2. La letra chiquita no se lee sola
Las Insurtech son maravillosas para vender, pero a veces son muy «cuadradas» al explicar las exclusiones. Un agente de carne y hueso —de esos que sí te contestan el teléfono— te va a decir: «Ojo aquí, esto no te cubre si haces tal cosa». Su chamba es que entiendas qué estás comprando, no solo que des clic en «Aceptar».
3. El momento de la verdad: El siniestro
Ahorrarte unos pesos en la póliza digital se siente muy bien… hasta que chocas o tienes una urgencia médica. En ese momento, no quieres pelearte con un chatbot que te da respuestas pregrabadas. Quieres a alguien que sepa cómo mover los papeles, que presione a la aseguradora y que te diga: «Tranquilo, yo me encargo».
4. Asesoría vs. Despacho de pólizas
Vender seguros por internet es despachar; asesorar es otra cosa muy distinta. El asesor te ayuda a que el seguro crezca contigo: si te casas, si tienes hijos o si cambias de chamba.

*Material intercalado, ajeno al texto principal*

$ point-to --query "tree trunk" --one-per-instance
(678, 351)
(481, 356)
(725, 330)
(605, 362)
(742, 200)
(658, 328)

La app solo te va a mandar una notificación para que renueves y le sigas pagando.
5. ¿Son malas las Insurtech?
No, la tecnología es una herramienta fantástica para agilizar procesos. Pero en temas de vida, salud y patrimonio, la tecnología debe ser el medio, no el fin. Busca una aseguradora moderna, sí, pero asegúrate de que tenga un rostro humano que responda por ti cuando las cosas se pongan feas.